Bacterial STDs or STIs are easier to treat. Viral infections can be treated, but not always cured.

If you are pregnant and have an STI, immediate treatment can prevent or reduce the risk of your baby being infected.

Treatment for STIs, depending on the cause, includes:

Antibiotics. Antibiotics can treat many bacterial and parasitic sexually transmitted infections, including gonorrhea, syphilis, chlamydia and trichomoniasis. Gonorrhea and chlamydia are usually treated at the same time, as these two infections often occur together.

In addition, it is important to abstain from sexual intercourse for seven days after the end of antibiotic treatment and after the ulcers have healed. Experts also advise women to have a repeat examination after about three months, as there is a high chance of reinfection.

Antiviral drugs. If you have herpes or HIV, your doctor will prescribe antiviral medicines.

Antiviral medicines can control your HIV infection for many years. But you will still have the virus and you can still transmit it, although the risk is lower.

The earlier you start treatment, the more effective the HIV treatment will be. If you take your medicines exactly as prescribed, you can lower the viral load in your blood to an extent that makes it difficult to detect.


There are several ways to prevent or reduce your risk of getting an STD or STI:

  • The most effective way to prevent sexually transmitted infections is to abstain from sexual contact.
  • Another reliable way to prevent STIs is a long-term relationship in which both people only have sexual contact with each other and neither partner is infected.
  • Vaccination at an early stage, before sexual contact, is also effective in preventing some types of STIs. There are vaccines for the prevention of human papillomavirus (HPV), hepatitis A and B. Ask your doctor for more information on vaccinations.
  • Use a new latex condom every time you have sex.
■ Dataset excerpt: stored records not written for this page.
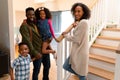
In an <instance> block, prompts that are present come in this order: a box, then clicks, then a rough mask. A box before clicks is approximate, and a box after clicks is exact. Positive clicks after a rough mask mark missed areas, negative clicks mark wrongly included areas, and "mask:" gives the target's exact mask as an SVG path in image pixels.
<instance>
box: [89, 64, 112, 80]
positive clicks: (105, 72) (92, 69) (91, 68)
mask: <svg viewBox="0 0 120 80" xmlns="http://www.w3.org/2000/svg"><path fill="white" fill-rule="evenodd" d="M89 72H90V73H92V74H94V75H97V76H100V77H103V78H106V79H109V80H113V79H114V73H113V72H110V71H107V70H104V69H100V68H97V67H93V66H90V65H89Z"/></svg>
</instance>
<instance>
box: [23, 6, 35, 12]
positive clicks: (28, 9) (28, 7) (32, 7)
mask: <svg viewBox="0 0 120 80" xmlns="http://www.w3.org/2000/svg"><path fill="white" fill-rule="evenodd" d="M28 11H34V8H33V7H28V8H26V10H25V12H26V13H27V12H28Z"/></svg>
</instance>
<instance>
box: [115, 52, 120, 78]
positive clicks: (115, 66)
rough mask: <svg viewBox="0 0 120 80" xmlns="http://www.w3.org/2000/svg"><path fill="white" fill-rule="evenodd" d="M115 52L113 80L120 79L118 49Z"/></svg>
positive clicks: (119, 68)
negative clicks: (117, 49) (113, 76)
mask: <svg viewBox="0 0 120 80" xmlns="http://www.w3.org/2000/svg"><path fill="white" fill-rule="evenodd" d="M116 53H117V56H116V63H115V73H114V80H120V51H116Z"/></svg>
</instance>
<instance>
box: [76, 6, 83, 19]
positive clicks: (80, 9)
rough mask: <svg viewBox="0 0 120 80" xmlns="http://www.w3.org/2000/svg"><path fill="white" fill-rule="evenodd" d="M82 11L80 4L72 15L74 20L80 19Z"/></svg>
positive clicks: (76, 8)
mask: <svg viewBox="0 0 120 80" xmlns="http://www.w3.org/2000/svg"><path fill="white" fill-rule="evenodd" d="M83 14H84V12H83V9H82V7H81V6H77V7H76V8H75V11H74V17H75V20H76V21H80V19H81V17H82V16H83Z"/></svg>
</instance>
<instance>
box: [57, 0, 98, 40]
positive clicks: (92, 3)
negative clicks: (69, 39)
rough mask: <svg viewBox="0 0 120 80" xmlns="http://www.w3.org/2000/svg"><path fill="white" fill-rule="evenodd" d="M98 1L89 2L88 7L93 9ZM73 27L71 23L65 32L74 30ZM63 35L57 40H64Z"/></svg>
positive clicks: (61, 34)
mask: <svg viewBox="0 0 120 80" xmlns="http://www.w3.org/2000/svg"><path fill="white" fill-rule="evenodd" d="M97 2H98V0H91V2H90V3H89V5H88V7H89V8H90V9H92V8H93V6H94V5H95V4H96V3H97ZM72 28H73V25H70V26H69V27H68V28H67V29H66V30H65V32H70V31H71V30H72ZM63 38H64V37H63V35H62V34H61V35H60V36H59V37H58V38H56V39H55V40H56V42H61V41H62V40H63Z"/></svg>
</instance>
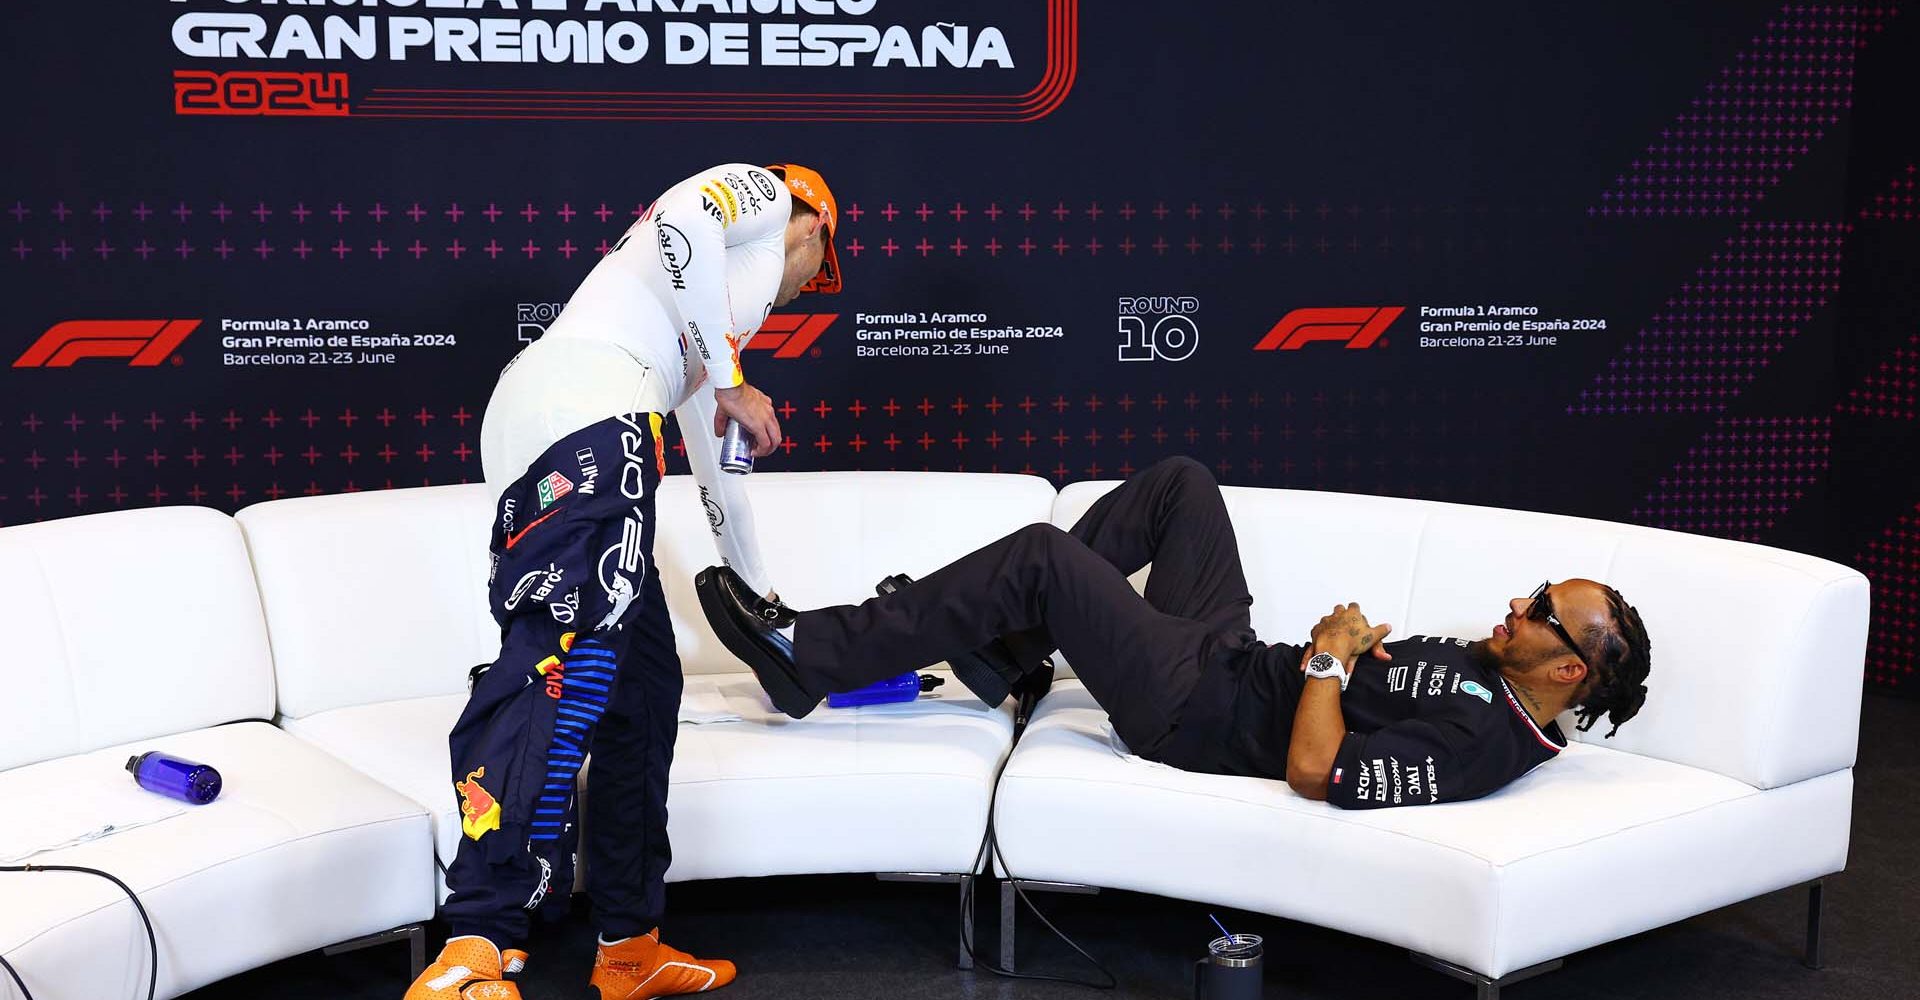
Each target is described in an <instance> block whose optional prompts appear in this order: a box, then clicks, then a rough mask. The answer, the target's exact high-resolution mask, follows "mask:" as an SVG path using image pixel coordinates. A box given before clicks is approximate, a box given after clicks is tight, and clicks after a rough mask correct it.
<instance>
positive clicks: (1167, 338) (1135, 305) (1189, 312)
mask: <svg viewBox="0 0 1920 1000" xmlns="http://www.w3.org/2000/svg"><path fill="white" fill-rule="evenodd" d="M1198 311H1200V299H1196V298H1192V296H1121V298H1119V359H1121V361H1154V359H1160V361H1187V359H1188V357H1192V355H1194V351H1196V349H1198V347H1200V326H1198V324H1196V322H1194V317H1192V315H1194V313H1198Z"/></svg>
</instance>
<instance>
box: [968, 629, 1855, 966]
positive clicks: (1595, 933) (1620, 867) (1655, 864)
mask: <svg viewBox="0 0 1920 1000" xmlns="http://www.w3.org/2000/svg"><path fill="white" fill-rule="evenodd" d="M1361 668H1363V670H1365V666H1361ZM1110 733H1112V729H1110V727H1108V722H1106V712H1102V710H1100V708H1098V706H1096V704H1094V702H1092V699H1091V695H1087V691H1085V687H1083V685H1081V683H1079V681H1060V683H1058V685H1056V687H1054V691H1052V693H1050V695H1048V697H1046V699H1044V701H1043V702H1041V708H1039V712H1037V714H1035V720H1033V724H1031V726H1029V727H1027V731H1025V735H1023V737H1021V741H1020V747H1018V749H1016V752H1014V758H1012V760H1010V762H1008V768H1006V775H1004V777H1002V783H1000V797H998V804H996V808H995V825H996V833H998V843H1000V852H1002V856H1004V858H1006V866H1008V869H1010V871H1012V873H1014V875H1020V877H1025V879H1054V881H1068V883H1089V885H1104V887H1116V889H1131V891H1140V893H1156V894H1164V896H1177V898H1190V900H1202V902H1215V904H1223V906H1238V908H1244V910H1256V912H1265V914H1277V916H1283V917H1290V919H1302V921H1308V923H1319V925H1327V927H1336V929H1342V931H1350V933H1357V935H1365V937H1373V939H1379V940H1386V942H1392V944H1400V946H1405V948H1411V950H1417V952H1425V954H1430V956H1436V958H1444V960H1448V962H1455V964H1459V965H1465V967H1469V969H1475V971H1480V973H1486V975H1490V977H1500V975H1505V973H1509V971H1513V969H1521V967H1526V965H1532V964H1536V962H1544V960H1549V958H1559V956H1565V954H1569V952H1576V950H1580V948H1588V946H1594V944H1601V942H1607V940H1615V939H1620V937H1626V935H1632V933H1638V931H1644V929H1649V927H1659V925H1663V923H1670V921H1674V919H1682V917H1688V916H1693V914H1699V912H1705V910H1713V908H1716V906H1726V904H1732V902H1738V900H1743V898H1751V896H1757V894H1761V893H1768V891H1774V889H1782V887H1788V885H1795V883H1799V881H1807V879H1812V877H1818V875H1824V873H1832V871H1837V869H1839V868H1843V866H1845V854H1847V827H1849V820H1851V789H1853V777H1851V772H1847V770H1841V772H1834V774H1830V775H1822V777H1814V779H1809V781H1801V783H1795V785H1786V787H1780V789H1772V791H1761V789H1755V787H1751V785H1745V783H1741V781H1734V779H1730V777H1724V775H1718V774H1713V772H1707V770H1699V768H1690V766H1682V764H1670V762H1665V760H1657V758H1649V756H1640V754H1630V752H1620V750H1613V749H1603V747H1594V745H1580V743H1576V745H1572V747H1569V750H1567V752H1563V754H1561V756H1559V758H1557V760H1553V762H1548V764H1544V766H1542V768H1538V770H1534V772H1532V774H1528V775H1526V777H1523V779H1519V781H1515V783H1513V785H1509V787H1505V789H1501V791H1498V793H1494V795H1490V797H1486V798H1478V800H1473V802H1450V804H1440V806H1419V808H1390V810H1361V812H1342V810H1338V808H1334V806H1329V804H1325V802H1311V800H1306V798H1300V797H1298V795H1294V793H1292V791H1290V789H1288V787H1286V785H1284V783H1283V781H1271V779H1256V777H1227V775H1206V774H1187V772H1179V770H1173V768H1165V766H1160V764H1150V762H1144V760H1140V758H1123V756H1119V754H1117V752H1116V750H1114V745H1112V741H1110ZM1755 831H1766V835H1764V837H1757V835H1755Z"/></svg>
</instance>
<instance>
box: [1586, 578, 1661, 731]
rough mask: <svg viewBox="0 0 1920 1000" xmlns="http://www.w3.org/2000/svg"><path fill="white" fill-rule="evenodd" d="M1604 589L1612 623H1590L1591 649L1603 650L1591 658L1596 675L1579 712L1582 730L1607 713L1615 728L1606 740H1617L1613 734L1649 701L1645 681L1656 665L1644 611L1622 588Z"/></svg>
mask: <svg viewBox="0 0 1920 1000" xmlns="http://www.w3.org/2000/svg"><path fill="white" fill-rule="evenodd" d="M1603 589H1605V591H1607V612H1609V614H1607V616H1609V618H1611V624H1607V626H1588V630H1586V635H1584V639H1586V643H1588V649H1596V651H1599V656H1597V658H1596V660H1590V662H1592V664H1594V676H1592V678H1590V679H1588V689H1586V697H1582V699H1580V706H1578V708H1576V712H1578V718H1580V722H1578V729H1580V731H1582V733H1584V731H1588V729H1592V727H1594V722H1597V720H1599V716H1607V722H1611V724H1613V729H1609V731H1607V737H1605V739H1613V733H1619V731H1620V726H1624V724H1626V720H1630V718H1634V714H1638V712H1640V706H1642V704H1645V702H1647V685H1645V683H1644V681H1645V679H1647V670H1651V668H1653V643H1651V641H1649V639H1647V626H1645V624H1644V622H1642V620H1640V612H1638V610H1634V607H1632V605H1628V603H1626V599H1624V597H1620V591H1617V589H1613V587H1603Z"/></svg>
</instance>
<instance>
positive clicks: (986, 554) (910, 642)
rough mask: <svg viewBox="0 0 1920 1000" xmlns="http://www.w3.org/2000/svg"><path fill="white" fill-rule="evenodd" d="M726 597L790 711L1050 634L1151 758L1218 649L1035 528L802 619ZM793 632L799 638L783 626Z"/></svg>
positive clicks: (772, 694) (777, 699) (745, 632)
mask: <svg viewBox="0 0 1920 1000" xmlns="http://www.w3.org/2000/svg"><path fill="white" fill-rule="evenodd" d="M730 576H732V572H730V570H726V568H724V566H716V568H710V570H707V572H703V574H701V578H703V580H705V582H707V583H703V585H707V587H714V585H716V583H726V582H728V578H730ZM722 589H724V597H728V599H726V601H714V603H712V607H710V608H708V622H712V624H714V630H716V633H720V637H722V641H726V643H728V649H732V651H733V653H735V655H737V656H741V658H743V660H747V664H749V666H753V668H755V672H756V674H758V676H760V679H762V685H766V687H768V693H770V695H776V706H780V708H781V710H787V712H789V714H795V712H793V710H789V708H787V706H789V704H795V706H799V708H801V710H799V712H797V714H806V710H810V708H812V704H816V702H818V701H820V699H822V697H826V695H828V693H833V691H851V689H856V687H862V685H868V683H874V681H879V679H885V678H893V676H899V674H902V672H906V670H918V668H922V666H929V664H935V662H941V660H945V658H948V656H952V655H956V653H964V651H970V649H977V647H981V645H983V643H987V641H989V639H993V637H995V635H1004V633H1010V631H1023V630H1031V628H1044V630H1046V633H1048V635H1052V637H1054V639H1056V641H1058V643H1060V651H1062V653H1066V655H1068V656H1069V658H1071V660H1073V664H1075V672H1077V674H1079V676H1081V679H1083V681H1085V683H1087V689H1089V691H1092V695H1094V699H1096V701H1098V702H1100V704H1102V706H1104V708H1106V710H1108V714H1110V716H1112V720H1114V727H1116V731H1119V735H1121V739H1125V741H1127V745H1129V747H1133V749H1135V750H1137V752H1142V754H1152V752H1154V749H1156V747H1158V745H1160V741H1162V739H1165V735H1167V733H1169V731H1171V727H1173V724H1175V722H1177V720H1179V712H1181V706H1183V704H1185V701H1187V695H1188V693H1190V691H1192V687H1194V683H1196V679H1198V676H1200V670H1202V664H1204V662H1206V658H1208V656H1212V653H1213V645H1215V643H1213V637H1212V630H1210V628H1208V626H1206V624H1204V622H1196V620H1190V618H1179V616H1171V614H1164V612H1160V610H1154V608H1152V607H1150V605H1148V603H1146V601H1144V599H1142V597H1140V595H1139V593H1135V591H1133V585H1129V583H1127V578H1125V576H1121V574H1119V570H1116V568H1114V564H1112V562H1108V560H1106V559H1102V557H1098V555H1094V553H1092V551H1091V549H1089V547H1087V545H1083V543H1081V541H1079V539H1075V537H1071V536H1068V534H1066V532H1062V530H1060V528H1054V526H1050V524H1029V526H1025V528H1021V530H1018V532H1014V534H1010V536H1006V537H1002V539H1000V541H995V543H991V545H987V547H983V549H977V551H973V553H970V555H966V557H960V559H958V560H954V562H952V564H948V566H945V568H941V570H937V572H933V574H929V576H925V578H922V580H918V582H914V585H912V587H906V589H900V591H897V593H891V595H885V597H876V599H872V601H866V603H860V605H843V607H831V608H820V610H808V612H793V610H789V608H783V607H778V605H768V603H766V601H758V599H755V597H753V595H747V593H741V591H743V587H737V583H735V585H728V587H722ZM705 597H707V595H705V593H703V599H705ZM714 608H718V610H714ZM762 622H764V626H762ZM789 624H791V626H793V637H791V643H789V641H787V639H785V637H781V633H780V631H774V630H778V628H783V626H789ZM1083 664H1085V666H1083ZM776 689H781V691H783V693H776ZM781 702H785V704H781Z"/></svg>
The vulva is the female external genital organ. Various types of lesions can develop that require medical attention.

Noteworthy are:

  • Itching of the vulva
  • Alteration of the skin structure in the vulval area
  • Changes in pigmentation
  • Appearance of growths/warts, etc.

All of the above require gynecological examination and diagnosis. The early detection of vulval carcinomas or precancerous lesions is important and can be done by vulviscopy and biopsy. Treatment is based on the diagnosis.